F3 had 15 preliminary practice trials previous to Sept. 29.

In platting the curves of F4 individually two menstrual periods are included, in spite of the fact that the first month is much affected by practice, causing the whole curve to take a decided downward slope. In platting the combined curves for all the women subjects, however, only the second menstrual period for F4 is included. These remarks apply also to the pseudo-periods for M2.

[5] The record of F6 is not included in these composite curves on account of the irregularity in the occurrence and duration of menstrual periods.

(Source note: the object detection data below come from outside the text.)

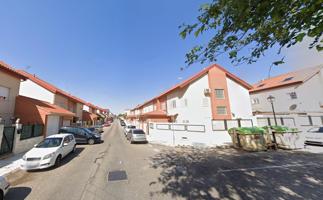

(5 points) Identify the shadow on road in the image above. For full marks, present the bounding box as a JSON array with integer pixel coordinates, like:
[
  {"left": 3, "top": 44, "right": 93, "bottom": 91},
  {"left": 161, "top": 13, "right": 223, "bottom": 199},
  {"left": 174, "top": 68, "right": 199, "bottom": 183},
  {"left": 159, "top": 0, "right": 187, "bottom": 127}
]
[
  {"left": 5, "top": 187, "right": 31, "bottom": 200},
  {"left": 150, "top": 148, "right": 323, "bottom": 200}
]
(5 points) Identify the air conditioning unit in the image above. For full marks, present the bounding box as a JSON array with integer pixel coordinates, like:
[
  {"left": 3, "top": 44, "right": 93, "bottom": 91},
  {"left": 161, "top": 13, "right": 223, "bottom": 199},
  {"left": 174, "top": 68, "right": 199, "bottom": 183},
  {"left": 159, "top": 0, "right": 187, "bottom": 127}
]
[
  {"left": 204, "top": 88, "right": 211, "bottom": 96},
  {"left": 319, "top": 101, "right": 323, "bottom": 108}
]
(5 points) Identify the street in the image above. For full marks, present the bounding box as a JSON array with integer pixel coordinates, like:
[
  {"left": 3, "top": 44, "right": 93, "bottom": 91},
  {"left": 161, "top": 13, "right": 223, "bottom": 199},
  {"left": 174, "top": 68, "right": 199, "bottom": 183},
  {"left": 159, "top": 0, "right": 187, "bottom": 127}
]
[{"left": 6, "top": 123, "right": 323, "bottom": 200}]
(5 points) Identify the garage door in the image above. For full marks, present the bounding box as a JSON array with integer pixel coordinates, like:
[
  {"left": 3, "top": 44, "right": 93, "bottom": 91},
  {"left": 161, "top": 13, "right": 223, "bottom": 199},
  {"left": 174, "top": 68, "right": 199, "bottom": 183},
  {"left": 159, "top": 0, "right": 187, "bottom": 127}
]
[{"left": 46, "top": 116, "right": 59, "bottom": 136}]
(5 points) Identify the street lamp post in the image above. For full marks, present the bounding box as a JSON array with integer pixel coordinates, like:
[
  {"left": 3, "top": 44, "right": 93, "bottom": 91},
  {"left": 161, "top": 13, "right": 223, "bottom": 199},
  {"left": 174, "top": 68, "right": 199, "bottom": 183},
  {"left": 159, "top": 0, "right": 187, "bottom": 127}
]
[
  {"left": 267, "top": 95, "right": 277, "bottom": 126},
  {"left": 267, "top": 95, "right": 277, "bottom": 144}
]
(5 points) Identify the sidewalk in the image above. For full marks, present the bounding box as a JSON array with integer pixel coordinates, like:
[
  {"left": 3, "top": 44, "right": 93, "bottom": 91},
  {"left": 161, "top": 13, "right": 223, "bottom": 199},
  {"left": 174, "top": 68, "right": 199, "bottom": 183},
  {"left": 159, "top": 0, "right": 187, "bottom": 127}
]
[{"left": 0, "top": 153, "right": 25, "bottom": 176}]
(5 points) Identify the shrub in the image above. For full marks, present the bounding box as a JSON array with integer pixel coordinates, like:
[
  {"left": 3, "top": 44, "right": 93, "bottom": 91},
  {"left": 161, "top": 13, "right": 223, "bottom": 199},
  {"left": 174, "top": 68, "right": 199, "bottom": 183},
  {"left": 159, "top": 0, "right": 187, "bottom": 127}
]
[{"left": 229, "top": 127, "right": 265, "bottom": 135}]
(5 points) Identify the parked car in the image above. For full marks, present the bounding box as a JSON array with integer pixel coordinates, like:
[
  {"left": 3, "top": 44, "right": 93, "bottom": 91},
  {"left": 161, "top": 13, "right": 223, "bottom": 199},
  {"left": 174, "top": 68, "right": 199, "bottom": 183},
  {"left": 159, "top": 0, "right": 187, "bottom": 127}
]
[
  {"left": 59, "top": 126, "right": 101, "bottom": 145},
  {"left": 103, "top": 122, "right": 111, "bottom": 127},
  {"left": 20, "top": 134, "right": 76, "bottom": 170},
  {"left": 0, "top": 176, "right": 10, "bottom": 200},
  {"left": 87, "top": 125, "right": 103, "bottom": 133},
  {"left": 120, "top": 120, "right": 126, "bottom": 127},
  {"left": 124, "top": 125, "right": 136, "bottom": 137},
  {"left": 127, "top": 129, "right": 147, "bottom": 144},
  {"left": 305, "top": 127, "right": 323, "bottom": 146}
]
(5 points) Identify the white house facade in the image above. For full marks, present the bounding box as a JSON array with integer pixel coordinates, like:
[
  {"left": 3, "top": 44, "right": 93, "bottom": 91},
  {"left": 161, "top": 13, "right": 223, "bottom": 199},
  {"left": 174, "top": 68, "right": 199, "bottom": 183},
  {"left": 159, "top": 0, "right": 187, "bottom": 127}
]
[
  {"left": 127, "top": 65, "right": 254, "bottom": 146},
  {"left": 250, "top": 65, "right": 323, "bottom": 127}
]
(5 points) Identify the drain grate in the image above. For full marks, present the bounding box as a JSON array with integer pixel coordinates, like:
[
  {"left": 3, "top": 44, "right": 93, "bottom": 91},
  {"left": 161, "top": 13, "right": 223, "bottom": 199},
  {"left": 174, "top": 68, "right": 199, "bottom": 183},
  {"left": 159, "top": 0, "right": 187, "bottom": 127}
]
[{"left": 108, "top": 171, "right": 128, "bottom": 181}]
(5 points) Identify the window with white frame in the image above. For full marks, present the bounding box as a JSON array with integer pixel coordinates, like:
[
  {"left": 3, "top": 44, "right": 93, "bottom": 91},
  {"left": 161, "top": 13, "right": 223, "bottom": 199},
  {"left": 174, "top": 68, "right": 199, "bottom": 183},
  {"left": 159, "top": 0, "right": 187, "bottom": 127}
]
[
  {"left": 251, "top": 98, "right": 260, "bottom": 105},
  {"left": 288, "top": 92, "right": 297, "bottom": 99},
  {"left": 0, "top": 86, "right": 10, "bottom": 100},
  {"left": 182, "top": 98, "right": 188, "bottom": 107},
  {"left": 215, "top": 89, "right": 224, "bottom": 99},
  {"left": 161, "top": 102, "right": 166, "bottom": 111},
  {"left": 202, "top": 98, "right": 209, "bottom": 107},
  {"left": 170, "top": 99, "right": 176, "bottom": 108},
  {"left": 216, "top": 106, "right": 227, "bottom": 115}
]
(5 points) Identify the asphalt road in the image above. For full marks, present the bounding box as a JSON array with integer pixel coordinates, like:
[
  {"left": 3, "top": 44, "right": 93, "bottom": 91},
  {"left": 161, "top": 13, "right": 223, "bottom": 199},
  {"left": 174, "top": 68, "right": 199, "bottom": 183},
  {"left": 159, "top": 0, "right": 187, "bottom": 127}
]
[
  {"left": 6, "top": 123, "right": 168, "bottom": 200},
  {"left": 6, "top": 123, "right": 323, "bottom": 200}
]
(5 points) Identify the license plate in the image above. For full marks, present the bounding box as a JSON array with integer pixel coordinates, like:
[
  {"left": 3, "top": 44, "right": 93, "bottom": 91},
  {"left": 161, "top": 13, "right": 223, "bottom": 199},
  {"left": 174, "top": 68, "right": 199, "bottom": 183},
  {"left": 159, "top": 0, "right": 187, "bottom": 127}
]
[{"left": 26, "top": 162, "right": 39, "bottom": 168}]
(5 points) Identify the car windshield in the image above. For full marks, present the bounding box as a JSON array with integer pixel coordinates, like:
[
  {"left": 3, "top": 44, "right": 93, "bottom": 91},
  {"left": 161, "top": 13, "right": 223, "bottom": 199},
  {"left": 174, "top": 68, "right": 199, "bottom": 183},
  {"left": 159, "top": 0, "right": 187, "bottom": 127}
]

[6] F. Wyman Wells, Relation of Practice to Individual Differences, Am. Jour. Psych., Jan., 1912, p. 77.

NOTE. -- Wells platted his curves in terms of amount of work done, the time remaining constant; hence his curves showing improvement run upward, while the practice curves of the present study run downward because they are platted in terms of the time of performance, the amount of work remaining constant (except in the steadiness test, and here the practice curve also runs downward because the effort was to do as little as possible, that is, to make as few touches as possible, instead of as much as possible).